Circular RNAs (circRNAs) have been documented to regulate neonatal acute kidney injury (AKI). Based on previous RNA-sequence findings, circPICALM exhibited significantly disparate expression between AKI newborns and Controls. This study aimed to provide further insights into the regulatory mechanism of circPICALM in neonatal AKI.

Methods

C57BL/6 mice born 7 days were divided into Control group and hypoxia groups (11%O2 and 8%O2 groups). Human tubule epithelial cells (HK-2) were stimulated with hypoxia/reoxygenation (H/R) to establish an AKI cell model. Through overexpression and knockdown techniques, the regulatory role of circPICALM in H/R-induced kidney injury was explored. Inflammatory cytokines, cell apoptosis, and oxidative stress were also detected to confirm the regulatory function of circPICALM in neonatal AKI.

Results

RT-qPCR confirmed that circPICALM was highly expressed in the serum of AKI newborns, neonatal I/R mice and H/R-treated HK-2 cells. Functionally, circPICALM exacerbated H/R-induced HK-2 cell injury by aggravating apoptosis and mitochondrial oxidative stress, increasing the expression of inflammatory factors, including IL-6, IL-1β, and TNF-α. Conversely, inhibition of circPICALM alleviated H/R injury in the HK-2 cell line.
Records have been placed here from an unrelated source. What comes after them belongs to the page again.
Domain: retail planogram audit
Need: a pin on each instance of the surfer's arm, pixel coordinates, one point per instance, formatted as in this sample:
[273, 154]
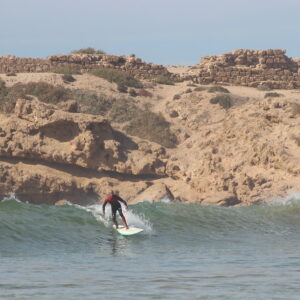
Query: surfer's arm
[123, 201]
[103, 206]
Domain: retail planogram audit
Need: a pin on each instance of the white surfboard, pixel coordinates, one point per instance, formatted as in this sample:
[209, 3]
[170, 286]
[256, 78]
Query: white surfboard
[126, 232]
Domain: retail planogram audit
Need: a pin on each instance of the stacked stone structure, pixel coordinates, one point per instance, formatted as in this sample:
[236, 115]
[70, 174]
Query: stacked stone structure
[240, 67]
[84, 63]
[250, 68]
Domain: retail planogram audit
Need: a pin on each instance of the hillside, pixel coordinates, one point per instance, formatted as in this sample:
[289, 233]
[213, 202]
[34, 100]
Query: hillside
[72, 134]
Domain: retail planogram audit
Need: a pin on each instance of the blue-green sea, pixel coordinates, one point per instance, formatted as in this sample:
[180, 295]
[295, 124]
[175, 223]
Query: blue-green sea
[187, 251]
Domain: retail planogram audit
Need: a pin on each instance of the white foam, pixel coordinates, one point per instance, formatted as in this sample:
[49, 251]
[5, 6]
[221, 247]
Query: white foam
[11, 196]
[290, 199]
[132, 219]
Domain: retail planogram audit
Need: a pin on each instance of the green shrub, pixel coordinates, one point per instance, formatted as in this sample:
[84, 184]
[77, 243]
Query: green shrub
[162, 79]
[132, 93]
[152, 126]
[68, 78]
[272, 95]
[217, 89]
[224, 101]
[118, 77]
[88, 50]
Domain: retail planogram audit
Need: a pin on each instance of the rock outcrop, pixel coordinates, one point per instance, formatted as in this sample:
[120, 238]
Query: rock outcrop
[250, 68]
[83, 63]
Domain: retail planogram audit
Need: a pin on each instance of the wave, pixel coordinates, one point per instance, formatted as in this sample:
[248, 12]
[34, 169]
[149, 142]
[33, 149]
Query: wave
[73, 224]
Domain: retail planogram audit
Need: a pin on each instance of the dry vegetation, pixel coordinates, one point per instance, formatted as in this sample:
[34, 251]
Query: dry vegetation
[88, 50]
[152, 126]
[118, 77]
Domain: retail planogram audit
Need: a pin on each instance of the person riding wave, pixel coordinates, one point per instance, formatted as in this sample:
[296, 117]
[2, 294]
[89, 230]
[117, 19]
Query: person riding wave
[113, 200]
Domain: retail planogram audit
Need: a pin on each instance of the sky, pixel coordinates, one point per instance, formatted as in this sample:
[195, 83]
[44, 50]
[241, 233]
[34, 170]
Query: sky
[169, 32]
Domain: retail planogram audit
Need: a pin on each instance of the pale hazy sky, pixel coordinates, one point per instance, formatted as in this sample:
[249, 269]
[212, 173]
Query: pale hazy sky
[159, 31]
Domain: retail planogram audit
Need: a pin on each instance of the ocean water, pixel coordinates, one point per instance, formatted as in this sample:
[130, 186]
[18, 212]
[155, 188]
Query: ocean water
[187, 251]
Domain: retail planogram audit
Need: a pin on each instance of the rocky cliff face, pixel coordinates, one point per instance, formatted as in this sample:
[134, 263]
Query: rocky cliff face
[250, 68]
[62, 145]
[236, 147]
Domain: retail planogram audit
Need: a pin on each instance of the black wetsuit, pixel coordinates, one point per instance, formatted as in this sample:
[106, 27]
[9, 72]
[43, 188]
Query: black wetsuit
[113, 200]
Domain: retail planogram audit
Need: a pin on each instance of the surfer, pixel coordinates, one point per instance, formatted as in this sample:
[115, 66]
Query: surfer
[113, 200]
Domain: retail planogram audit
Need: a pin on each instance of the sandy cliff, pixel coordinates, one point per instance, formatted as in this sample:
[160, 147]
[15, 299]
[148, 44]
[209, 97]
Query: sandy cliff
[234, 147]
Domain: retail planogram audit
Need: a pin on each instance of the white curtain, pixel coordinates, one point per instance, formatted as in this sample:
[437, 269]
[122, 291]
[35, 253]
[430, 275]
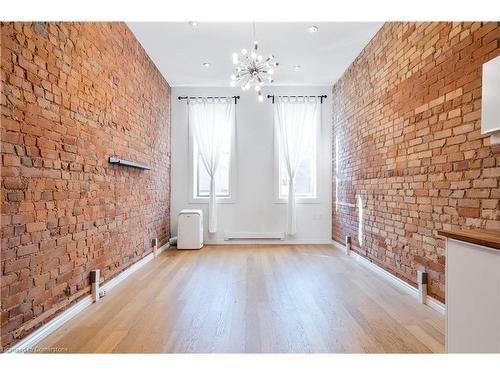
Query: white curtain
[292, 117]
[210, 121]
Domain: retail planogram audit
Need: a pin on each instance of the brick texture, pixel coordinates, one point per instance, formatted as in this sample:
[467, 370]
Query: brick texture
[407, 140]
[74, 94]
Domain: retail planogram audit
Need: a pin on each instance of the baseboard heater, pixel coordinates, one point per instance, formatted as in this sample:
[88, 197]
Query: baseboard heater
[254, 236]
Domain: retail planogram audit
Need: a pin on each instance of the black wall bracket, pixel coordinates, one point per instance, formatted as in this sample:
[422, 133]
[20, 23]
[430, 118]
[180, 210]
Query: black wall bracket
[127, 163]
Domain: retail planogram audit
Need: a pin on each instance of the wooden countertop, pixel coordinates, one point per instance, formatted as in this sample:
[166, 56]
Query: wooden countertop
[487, 238]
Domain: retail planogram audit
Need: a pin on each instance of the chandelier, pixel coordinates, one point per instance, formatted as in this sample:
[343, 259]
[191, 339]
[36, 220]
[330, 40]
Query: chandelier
[252, 70]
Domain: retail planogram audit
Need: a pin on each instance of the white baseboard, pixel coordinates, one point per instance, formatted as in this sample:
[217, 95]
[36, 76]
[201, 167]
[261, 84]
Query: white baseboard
[26, 345]
[431, 302]
[267, 242]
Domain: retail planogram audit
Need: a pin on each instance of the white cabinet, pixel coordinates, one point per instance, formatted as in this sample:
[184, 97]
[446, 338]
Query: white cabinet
[490, 103]
[472, 296]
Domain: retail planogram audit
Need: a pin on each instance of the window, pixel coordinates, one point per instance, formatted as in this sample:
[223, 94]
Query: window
[305, 178]
[201, 179]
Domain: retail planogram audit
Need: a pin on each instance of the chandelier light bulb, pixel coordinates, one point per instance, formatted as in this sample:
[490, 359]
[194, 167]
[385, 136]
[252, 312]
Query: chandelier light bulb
[252, 70]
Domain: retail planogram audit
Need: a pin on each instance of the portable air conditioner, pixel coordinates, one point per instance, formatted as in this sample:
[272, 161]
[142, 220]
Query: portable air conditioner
[190, 230]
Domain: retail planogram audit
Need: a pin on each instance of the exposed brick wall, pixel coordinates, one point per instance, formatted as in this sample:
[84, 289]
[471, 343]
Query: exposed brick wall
[72, 95]
[407, 116]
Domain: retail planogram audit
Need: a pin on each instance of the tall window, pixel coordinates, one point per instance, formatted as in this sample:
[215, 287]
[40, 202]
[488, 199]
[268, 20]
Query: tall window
[305, 177]
[201, 179]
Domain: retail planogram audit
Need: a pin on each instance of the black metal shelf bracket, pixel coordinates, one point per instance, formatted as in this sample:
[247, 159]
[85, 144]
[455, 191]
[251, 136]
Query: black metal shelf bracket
[127, 163]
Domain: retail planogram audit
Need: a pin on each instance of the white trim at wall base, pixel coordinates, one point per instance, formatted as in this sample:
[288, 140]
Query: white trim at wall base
[431, 302]
[26, 345]
[267, 242]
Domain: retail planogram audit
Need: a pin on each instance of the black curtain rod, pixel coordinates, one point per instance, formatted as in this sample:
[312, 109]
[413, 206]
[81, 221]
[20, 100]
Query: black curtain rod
[300, 96]
[236, 97]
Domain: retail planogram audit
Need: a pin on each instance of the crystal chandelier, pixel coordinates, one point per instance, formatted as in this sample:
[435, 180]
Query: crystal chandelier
[252, 70]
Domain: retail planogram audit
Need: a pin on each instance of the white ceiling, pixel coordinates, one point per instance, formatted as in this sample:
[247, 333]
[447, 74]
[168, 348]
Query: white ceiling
[179, 49]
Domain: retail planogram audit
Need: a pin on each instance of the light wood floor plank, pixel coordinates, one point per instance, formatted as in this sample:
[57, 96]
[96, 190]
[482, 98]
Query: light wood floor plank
[254, 299]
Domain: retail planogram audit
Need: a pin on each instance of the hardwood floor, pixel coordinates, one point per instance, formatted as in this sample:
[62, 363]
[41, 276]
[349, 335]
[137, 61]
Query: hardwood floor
[257, 299]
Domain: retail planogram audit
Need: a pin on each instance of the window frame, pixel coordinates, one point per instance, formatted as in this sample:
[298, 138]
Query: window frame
[298, 199]
[192, 160]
The interaction between circPICALM and miR-204-5p was validated through RNA immunoprecipitation and luciferase assay. Finally, circPICALM functioned as a molecular sponge of miR-204-5p and promoted the upregulation of downstream IL-1β expression.

Conclusion

CircPICALM plays a critical role in H/R-induced neonatal AKI by sponging miR-204-5p and then activating the downstream IL-1β signaling axis. The inhibition of circPICALM and subsequent suppression of pro-inflammatory factors could serve as a promising biomarker and therapeutic target for early intervention in neonatal AKI.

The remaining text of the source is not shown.